Command What it does
network [--filter "pattern"] [--body] [--live N] [--abort "pattern"] Network requests and API responses. --abort blocks matching requests.
console [--level error] [--clear] console.log/warn/error + JS exceptions.

Advanced

Command What it does
frame <selector|main> Switch execution context to an iframe (or back to main).
batch Execute multiple commands from a JSON array on stdin.
pipe Persistent JSON stdin/stdout connection.

Global flags

--browser <name>         Named browser profile (default: "default")
--page <name>            Named tab (default: "default")
--connect [url]          Attach to a running Chrome
--headed                 Show browser window (default: headless)
--stealth                Anti-detection patches (Cloudflare, Turnstile)
--copy-cookies           Use cookies from your real Chrome profile
--timeout <seconds>      Command timeout (default: 30)
--max-depth <N>          Limit inspect depth
--ignore-https-errors    Accept self-signed certs
--json                   Structured JSON output

The loop: inspect, act, inspect

chrome-agent goto https://app.com/login --inspect
# uid=n52 textbox "Email" focusable
# uid=n58 textbox "Password" focusable
# uid=n63 button "Sign In" focusable

chrome-agent fill --uid n52 "user@test.com"
chrome-agent fill --uid n58 "password123"
chrome-agent click n63 --inspect
# uid=n101 heading "Dashboard" level=1

UIDs stay the same between inspects as long as the DOM node exists.

Content extraction

From least to most tokens:

# Articles (Readability, like Firefox Reader Mode)
chrome-agent read

# Repeating data -- products, search results, feeds. No selectors.
chrome-agent extract
# Uses MDR/DEPTA heuristics. Finds the pattern automatically.

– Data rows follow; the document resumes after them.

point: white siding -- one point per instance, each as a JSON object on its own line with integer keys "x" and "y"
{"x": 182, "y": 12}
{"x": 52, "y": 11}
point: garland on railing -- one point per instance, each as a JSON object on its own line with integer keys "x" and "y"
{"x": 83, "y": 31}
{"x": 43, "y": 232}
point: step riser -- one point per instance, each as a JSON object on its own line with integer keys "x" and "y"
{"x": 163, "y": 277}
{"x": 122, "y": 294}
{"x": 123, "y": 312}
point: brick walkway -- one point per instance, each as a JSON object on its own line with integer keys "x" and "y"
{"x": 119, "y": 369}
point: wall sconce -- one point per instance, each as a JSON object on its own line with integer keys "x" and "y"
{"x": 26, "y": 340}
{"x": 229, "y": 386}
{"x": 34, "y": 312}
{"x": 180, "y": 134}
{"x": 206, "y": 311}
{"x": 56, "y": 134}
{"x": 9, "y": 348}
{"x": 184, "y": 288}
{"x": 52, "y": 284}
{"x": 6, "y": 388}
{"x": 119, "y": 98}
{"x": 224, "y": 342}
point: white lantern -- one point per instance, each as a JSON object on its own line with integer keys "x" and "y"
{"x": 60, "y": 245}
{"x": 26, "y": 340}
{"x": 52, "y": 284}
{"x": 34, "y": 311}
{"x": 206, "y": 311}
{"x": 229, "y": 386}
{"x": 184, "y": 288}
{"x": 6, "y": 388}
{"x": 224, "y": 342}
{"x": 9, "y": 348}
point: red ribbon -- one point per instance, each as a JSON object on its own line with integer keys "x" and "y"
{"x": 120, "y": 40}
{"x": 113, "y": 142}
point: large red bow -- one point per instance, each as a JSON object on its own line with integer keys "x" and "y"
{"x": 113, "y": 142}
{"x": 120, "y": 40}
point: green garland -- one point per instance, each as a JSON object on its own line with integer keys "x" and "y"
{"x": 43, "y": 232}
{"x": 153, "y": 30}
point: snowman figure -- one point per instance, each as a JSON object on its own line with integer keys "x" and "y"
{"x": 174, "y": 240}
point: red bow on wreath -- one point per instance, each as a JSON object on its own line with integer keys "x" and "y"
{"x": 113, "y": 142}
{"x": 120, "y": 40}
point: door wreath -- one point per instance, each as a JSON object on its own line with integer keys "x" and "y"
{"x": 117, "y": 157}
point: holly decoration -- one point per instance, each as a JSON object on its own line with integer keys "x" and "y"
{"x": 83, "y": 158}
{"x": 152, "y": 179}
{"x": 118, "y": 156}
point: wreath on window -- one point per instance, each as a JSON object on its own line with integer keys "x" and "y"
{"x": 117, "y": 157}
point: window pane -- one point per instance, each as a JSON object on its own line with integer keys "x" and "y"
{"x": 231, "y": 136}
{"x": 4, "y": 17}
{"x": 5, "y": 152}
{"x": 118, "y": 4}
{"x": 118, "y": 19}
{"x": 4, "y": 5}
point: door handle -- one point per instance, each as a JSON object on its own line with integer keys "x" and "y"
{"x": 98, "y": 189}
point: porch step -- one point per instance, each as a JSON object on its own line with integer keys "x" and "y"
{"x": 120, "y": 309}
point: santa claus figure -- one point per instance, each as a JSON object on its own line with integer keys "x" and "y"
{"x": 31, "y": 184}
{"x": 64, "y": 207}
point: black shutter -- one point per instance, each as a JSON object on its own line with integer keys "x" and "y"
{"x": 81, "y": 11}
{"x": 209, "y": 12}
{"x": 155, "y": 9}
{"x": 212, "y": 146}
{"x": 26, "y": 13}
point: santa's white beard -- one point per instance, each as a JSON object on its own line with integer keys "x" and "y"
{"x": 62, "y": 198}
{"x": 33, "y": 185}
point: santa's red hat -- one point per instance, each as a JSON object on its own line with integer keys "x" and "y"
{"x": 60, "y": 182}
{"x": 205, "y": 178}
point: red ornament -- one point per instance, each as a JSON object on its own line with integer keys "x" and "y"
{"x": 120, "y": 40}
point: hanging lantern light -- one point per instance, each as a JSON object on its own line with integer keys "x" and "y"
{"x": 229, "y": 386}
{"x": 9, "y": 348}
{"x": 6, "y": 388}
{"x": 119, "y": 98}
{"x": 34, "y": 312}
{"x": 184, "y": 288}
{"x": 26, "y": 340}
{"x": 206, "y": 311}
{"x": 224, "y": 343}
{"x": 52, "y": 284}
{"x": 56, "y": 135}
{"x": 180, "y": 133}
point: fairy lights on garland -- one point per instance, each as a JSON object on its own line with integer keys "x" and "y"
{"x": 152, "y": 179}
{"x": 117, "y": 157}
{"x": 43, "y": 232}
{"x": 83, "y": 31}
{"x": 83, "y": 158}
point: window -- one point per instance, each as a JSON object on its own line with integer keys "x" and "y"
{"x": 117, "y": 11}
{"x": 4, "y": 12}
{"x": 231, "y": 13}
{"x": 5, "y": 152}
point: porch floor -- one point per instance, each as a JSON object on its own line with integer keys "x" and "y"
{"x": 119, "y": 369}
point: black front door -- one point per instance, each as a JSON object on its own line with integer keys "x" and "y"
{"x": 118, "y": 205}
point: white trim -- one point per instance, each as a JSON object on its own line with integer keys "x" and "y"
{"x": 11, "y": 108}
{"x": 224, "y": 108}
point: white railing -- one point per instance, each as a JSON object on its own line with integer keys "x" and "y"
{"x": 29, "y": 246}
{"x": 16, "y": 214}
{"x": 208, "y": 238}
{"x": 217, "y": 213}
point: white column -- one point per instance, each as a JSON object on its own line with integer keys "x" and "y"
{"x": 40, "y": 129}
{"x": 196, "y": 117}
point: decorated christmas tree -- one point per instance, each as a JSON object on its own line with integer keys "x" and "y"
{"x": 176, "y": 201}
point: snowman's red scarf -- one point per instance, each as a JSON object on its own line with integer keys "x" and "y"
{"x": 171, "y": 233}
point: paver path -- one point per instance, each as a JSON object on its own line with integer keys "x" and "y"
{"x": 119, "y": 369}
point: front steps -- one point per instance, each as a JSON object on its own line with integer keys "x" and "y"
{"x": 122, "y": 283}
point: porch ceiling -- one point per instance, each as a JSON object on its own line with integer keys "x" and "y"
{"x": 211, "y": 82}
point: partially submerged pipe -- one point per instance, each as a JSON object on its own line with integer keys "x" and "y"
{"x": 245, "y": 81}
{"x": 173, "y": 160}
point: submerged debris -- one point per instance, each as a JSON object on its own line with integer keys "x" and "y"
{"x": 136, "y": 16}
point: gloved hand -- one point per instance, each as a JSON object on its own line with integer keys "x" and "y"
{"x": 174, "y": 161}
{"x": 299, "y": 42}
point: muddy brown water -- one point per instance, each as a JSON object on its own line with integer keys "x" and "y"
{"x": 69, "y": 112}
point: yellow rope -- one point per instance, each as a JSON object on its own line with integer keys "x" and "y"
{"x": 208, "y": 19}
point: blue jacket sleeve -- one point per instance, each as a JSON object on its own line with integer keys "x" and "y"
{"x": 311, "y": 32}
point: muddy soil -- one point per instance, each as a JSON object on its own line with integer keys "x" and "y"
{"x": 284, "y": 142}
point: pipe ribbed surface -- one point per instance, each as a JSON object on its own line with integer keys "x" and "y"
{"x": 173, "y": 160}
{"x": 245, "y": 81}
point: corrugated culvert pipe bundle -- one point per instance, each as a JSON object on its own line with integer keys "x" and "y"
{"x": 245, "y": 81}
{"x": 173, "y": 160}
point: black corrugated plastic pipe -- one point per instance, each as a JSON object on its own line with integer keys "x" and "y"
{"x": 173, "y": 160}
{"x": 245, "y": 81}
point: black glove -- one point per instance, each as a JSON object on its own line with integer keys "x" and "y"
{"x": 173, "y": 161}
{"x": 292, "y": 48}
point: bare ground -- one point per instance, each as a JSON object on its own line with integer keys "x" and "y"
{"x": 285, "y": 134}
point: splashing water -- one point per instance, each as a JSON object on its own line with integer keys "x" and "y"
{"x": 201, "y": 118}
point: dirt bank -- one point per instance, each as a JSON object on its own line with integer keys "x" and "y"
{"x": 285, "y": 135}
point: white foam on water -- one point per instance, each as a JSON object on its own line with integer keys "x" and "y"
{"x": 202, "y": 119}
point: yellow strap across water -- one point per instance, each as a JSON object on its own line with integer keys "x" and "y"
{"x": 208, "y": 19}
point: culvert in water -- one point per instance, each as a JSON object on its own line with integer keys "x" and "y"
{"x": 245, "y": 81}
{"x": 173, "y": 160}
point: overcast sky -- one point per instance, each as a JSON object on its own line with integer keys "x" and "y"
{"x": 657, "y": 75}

# React SPAs (X.com, etc.) -- uses a11y tree instead of DOM
chrome-agent extract --a11y --scroll --limit 20

# Scoped visible text
chrome-agent text --selector "[role=main]" --truncate 1000

# API responses -- skip the DOM
chrome-agent network --filter "api" --body

Forms: dropdowns, checkboxes, file uploads

# Select dropdown by value or visible text
chrome-agent select --uid n15 "California"

# Idempotent checkbox control
chrome-agent check n20     # no-op if already checked
chrome-agent uncheck n20   # no-op if already unchecked

# File upload
chrome-agent upload --uid n30 /path/to/document.pdf

# Double-click (text selection, special controls)
chrome-agent dblclick n42

Iframes

# Switch into an iframe
chrome-agent frame "#payment-iframe"
chrome-agent inspect    # see iframe content
chrome-agent fill --selector "input[name=card]" "4242424242424242"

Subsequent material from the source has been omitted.